ARCHIVED: At IU, does UITS monitor logins to its computers?

The following statement is from the University Information Security Office (UISO):

While it is technically possible to determine who is logged into a computer system, and it is possible to go back and determine who was logged into a computer system during a specific time, neither UITS nor any other unit of Indiana University systematically monitors who is logged into its computer systems. However, this information is routinely captured in system logs and retained for varying lengths of time. System administrators use these logs to do aggregate usage analysis for service and system tuning purposes. User account login records typically consist of username, date, time, source network address, connect time, and logout time.

Stored login records may be used by authorized units to augment information being collected in support of university investigations of illegal activities or violations of university policy, or where it is clear that a computer account has been compromised and/or the account is being used by someone other than the account holder.

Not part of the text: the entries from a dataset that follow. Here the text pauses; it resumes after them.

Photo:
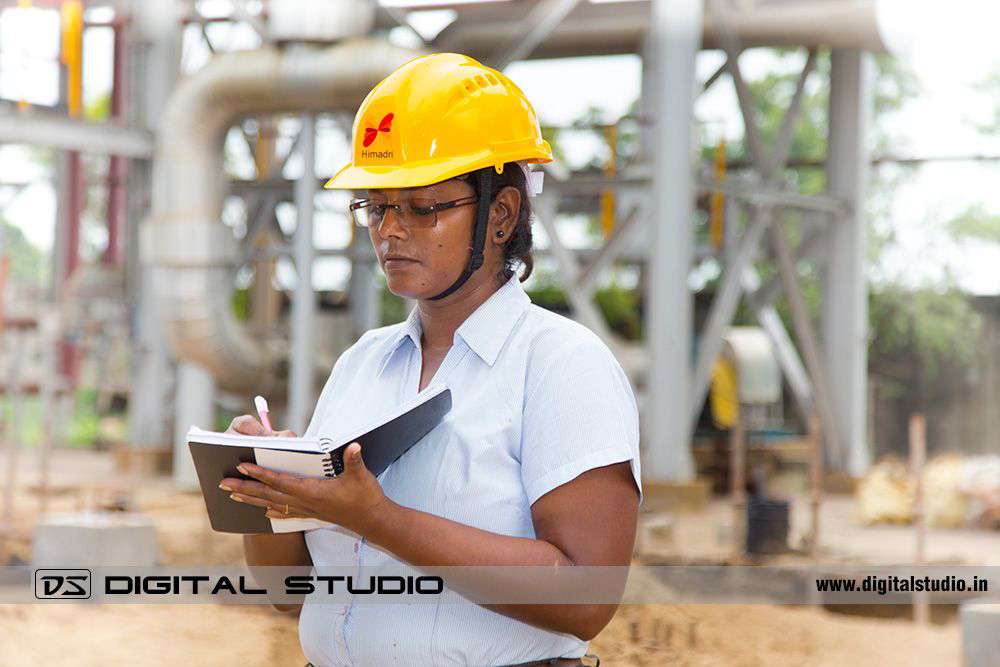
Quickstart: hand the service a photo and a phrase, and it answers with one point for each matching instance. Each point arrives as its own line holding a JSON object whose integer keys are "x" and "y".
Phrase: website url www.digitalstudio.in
{"x": 883, "y": 585}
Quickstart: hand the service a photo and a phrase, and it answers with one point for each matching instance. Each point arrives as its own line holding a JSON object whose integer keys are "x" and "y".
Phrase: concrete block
{"x": 94, "y": 538}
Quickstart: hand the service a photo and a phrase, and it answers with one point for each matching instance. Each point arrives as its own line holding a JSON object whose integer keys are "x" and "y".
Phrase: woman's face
{"x": 420, "y": 262}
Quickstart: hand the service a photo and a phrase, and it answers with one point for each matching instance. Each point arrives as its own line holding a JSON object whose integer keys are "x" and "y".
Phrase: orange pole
{"x": 71, "y": 14}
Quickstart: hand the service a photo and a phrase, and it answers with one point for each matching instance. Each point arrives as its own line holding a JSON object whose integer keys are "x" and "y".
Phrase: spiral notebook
{"x": 216, "y": 456}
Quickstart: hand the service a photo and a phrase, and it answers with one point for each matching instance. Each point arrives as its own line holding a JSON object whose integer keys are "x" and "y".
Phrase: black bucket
{"x": 767, "y": 526}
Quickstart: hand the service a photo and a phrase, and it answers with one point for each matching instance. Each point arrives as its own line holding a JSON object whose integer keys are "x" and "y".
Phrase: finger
{"x": 276, "y": 480}
{"x": 247, "y": 488}
{"x": 279, "y": 513}
{"x": 247, "y": 425}
{"x": 252, "y": 500}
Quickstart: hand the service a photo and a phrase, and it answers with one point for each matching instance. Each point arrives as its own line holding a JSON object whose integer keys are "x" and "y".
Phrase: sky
{"x": 951, "y": 54}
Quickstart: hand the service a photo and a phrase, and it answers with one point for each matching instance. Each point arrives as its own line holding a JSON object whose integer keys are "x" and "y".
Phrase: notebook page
{"x": 196, "y": 434}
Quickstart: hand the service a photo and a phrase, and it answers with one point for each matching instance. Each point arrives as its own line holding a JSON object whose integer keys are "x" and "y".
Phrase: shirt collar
{"x": 485, "y": 331}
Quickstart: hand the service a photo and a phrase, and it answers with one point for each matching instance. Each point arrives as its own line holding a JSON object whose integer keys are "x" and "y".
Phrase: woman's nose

While it is technically possible for a technician to determine what processes or programs particular users are running from within their accounts, technicians are not unilaterally permitted to do so unless there is reasonable suspicion that something in an account is causing, or will cause, damage to other users' data or to the system itself.

Information outlining under what situations a user's stored data may be accessed, who may access it, and what permissions are necessary before that access takes place is available in IU's policy Privacy of Electronic Information and Information Technology Resources (IT-07).